Cameron L. McDermott, 32, of Hempstead, pleaded guilty Friday, Feb....

Cameron L. McDermott, 32, of Hempstead, pleaded guilty Friday, Feb. 9, 2018, to sexually assaulting two unconscious women in Manhattan, prosecutors said. Credit: NCPD

A Hempstead man pleaded guilty Friday to sexually assaulting two unconscious women in New York City — repeated attacks caught on video seized from his home, officials said.

Cameron L. McDermott, 32, admitted first-degree rape and first-degree sexual abuse after being charged last year in a 200-count indictment, Manhattan District Attorney Cyrus R. Vance Jr. said in a news release.

McDermott is scheduled to be sentenced April 6 in State Supreme Court in Manhattan to 10 years in prison and 5 years of supervision following his release, officials said.

Authorities said the victims — one, attacked on eight occasions in 2010, the other attacked five times in 2013 — knew McDermott but were “unaware the conduct had occurred.”

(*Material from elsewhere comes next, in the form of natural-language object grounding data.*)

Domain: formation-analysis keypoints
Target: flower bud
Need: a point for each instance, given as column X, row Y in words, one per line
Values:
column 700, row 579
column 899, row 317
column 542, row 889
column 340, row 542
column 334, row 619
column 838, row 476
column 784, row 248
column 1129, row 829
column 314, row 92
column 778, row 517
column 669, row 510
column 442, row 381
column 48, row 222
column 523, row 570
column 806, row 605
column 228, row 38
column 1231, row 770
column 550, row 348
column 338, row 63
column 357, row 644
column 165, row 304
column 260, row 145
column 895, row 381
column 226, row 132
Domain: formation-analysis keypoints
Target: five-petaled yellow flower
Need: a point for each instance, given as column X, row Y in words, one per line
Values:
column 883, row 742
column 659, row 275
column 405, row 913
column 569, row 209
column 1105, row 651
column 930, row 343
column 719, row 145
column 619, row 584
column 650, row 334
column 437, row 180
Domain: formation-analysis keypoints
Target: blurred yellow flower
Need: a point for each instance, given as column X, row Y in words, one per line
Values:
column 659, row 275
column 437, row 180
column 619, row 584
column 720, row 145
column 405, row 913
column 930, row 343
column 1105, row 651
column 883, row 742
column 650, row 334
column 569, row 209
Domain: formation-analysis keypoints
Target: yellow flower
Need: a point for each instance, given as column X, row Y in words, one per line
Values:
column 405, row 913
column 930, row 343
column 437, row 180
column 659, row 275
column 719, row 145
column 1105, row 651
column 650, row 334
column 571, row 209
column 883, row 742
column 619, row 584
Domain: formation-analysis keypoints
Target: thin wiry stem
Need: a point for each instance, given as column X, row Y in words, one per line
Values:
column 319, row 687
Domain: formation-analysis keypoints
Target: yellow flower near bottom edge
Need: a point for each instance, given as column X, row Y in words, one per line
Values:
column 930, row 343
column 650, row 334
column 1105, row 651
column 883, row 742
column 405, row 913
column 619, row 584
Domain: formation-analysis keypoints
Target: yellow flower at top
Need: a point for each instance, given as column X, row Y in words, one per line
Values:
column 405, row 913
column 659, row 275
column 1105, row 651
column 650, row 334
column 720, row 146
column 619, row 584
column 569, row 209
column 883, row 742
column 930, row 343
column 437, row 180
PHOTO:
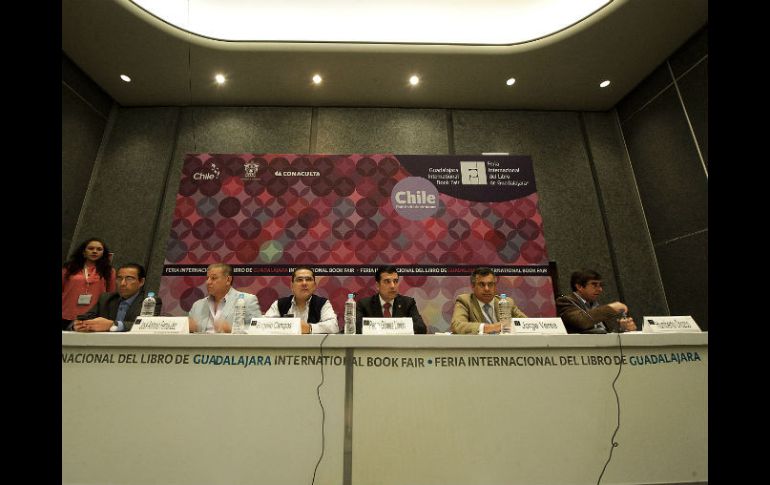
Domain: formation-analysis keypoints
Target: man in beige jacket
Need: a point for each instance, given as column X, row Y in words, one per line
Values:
column 476, row 313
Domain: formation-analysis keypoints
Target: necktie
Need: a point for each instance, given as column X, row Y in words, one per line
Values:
column 122, row 309
column 488, row 311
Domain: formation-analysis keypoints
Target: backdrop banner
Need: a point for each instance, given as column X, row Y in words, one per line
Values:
column 434, row 217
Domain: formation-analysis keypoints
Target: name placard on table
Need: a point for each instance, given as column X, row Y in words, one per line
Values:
column 161, row 325
column 274, row 326
column 675, row 324
column 387, row 326
column 538, row 326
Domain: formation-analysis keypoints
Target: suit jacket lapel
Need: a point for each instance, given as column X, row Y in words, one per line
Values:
column 376, row 306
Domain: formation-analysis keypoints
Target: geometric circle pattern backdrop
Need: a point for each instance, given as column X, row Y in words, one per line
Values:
column 338, row 210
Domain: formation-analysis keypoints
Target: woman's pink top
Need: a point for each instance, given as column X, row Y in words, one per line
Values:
column 77, row 285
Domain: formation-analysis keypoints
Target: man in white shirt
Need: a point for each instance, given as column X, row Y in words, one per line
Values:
column 215, row 313
column 476, row 313
column 387, row 302
column 315, row 312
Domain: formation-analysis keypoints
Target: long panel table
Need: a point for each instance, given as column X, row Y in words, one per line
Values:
column 427, row 409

The attacks came to light, authorities said, when Garden City police executed a search warrant during an investigation of McDermott as a suspect in a public lewdness and child pornography case.

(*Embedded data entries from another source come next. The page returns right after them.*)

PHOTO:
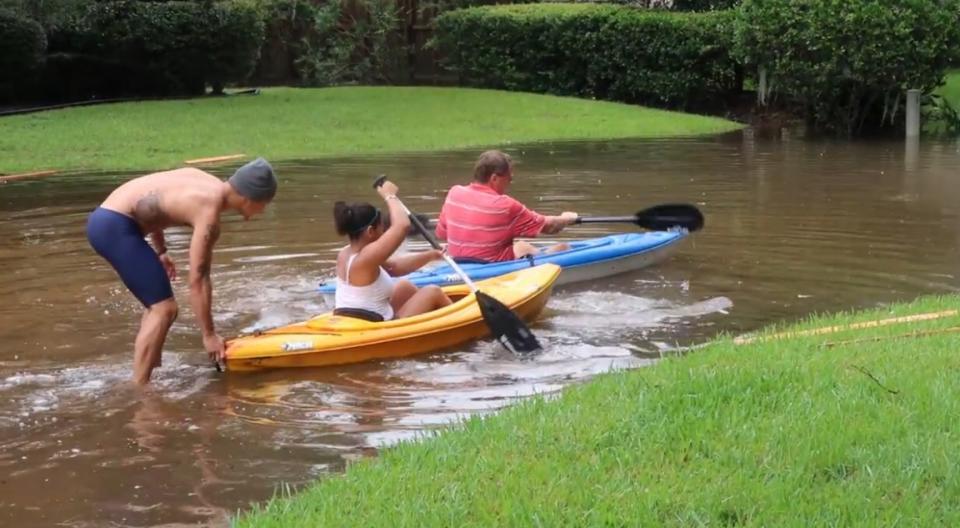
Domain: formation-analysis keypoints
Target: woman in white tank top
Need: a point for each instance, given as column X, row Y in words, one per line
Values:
column 366, row 267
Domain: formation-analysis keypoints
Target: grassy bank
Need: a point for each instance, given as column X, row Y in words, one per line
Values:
column 854, row 427
column 284, row 123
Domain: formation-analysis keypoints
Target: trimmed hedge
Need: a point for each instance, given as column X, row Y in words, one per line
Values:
column 600, row 51
column 848, row 63
column 704, row 5
column 22, row 47
column 152, row 48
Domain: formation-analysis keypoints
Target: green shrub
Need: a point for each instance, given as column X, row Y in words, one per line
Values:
column 22, row 47
column 157, row 48
column 602, row 51
column 848, row 63
column 289, row 27
column 703, row 5
column 353, row 42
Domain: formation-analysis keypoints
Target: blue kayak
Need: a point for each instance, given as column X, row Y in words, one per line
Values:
column 589, row 259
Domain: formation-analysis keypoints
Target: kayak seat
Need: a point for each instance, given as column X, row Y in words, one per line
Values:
column 359, row 313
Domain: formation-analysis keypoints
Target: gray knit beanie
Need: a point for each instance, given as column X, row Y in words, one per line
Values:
column 255, row 181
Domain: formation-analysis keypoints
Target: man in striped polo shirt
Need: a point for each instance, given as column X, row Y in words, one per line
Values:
column 480, row 222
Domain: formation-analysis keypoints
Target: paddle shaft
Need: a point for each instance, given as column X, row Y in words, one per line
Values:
column 601, row 219
column 430, row 238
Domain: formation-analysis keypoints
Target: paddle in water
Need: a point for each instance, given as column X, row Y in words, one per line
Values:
column 656, row 218
column 505, row 326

That case came about after police said the Hempstead man exposed himself several times to women in Garden City over a four-month span — resulting in his arrest in January 2017.

The case against McDermott for the Garden City incidents is still pending, according to the office of Nassau County District Attorney Madeline Singas.

During the subsequent warrant search, authorities said Garden City detectives uncovered video and photographs of the women assaulted by McDermott in their Manhattan apartments.

That evidence was recovered from McDermott’s computers and USB drives, officials said.

“Cameron McDermott violated two women while they were unconscious and unable to protect themselves from his predatory abuse,” Vance said in a statement. “While a criminal conviction cannot begin to undo the damage done by these attacks, I hope his guilty plea brings a measure of comfort to the survivors in this case.”

Vance also noted the role of Garden City police, saying, “Had it not been for their diligence in executing a court-ordered search of his devices following an arrest in Nassau County, these assaults in Manhattan might have gone undiscovered.”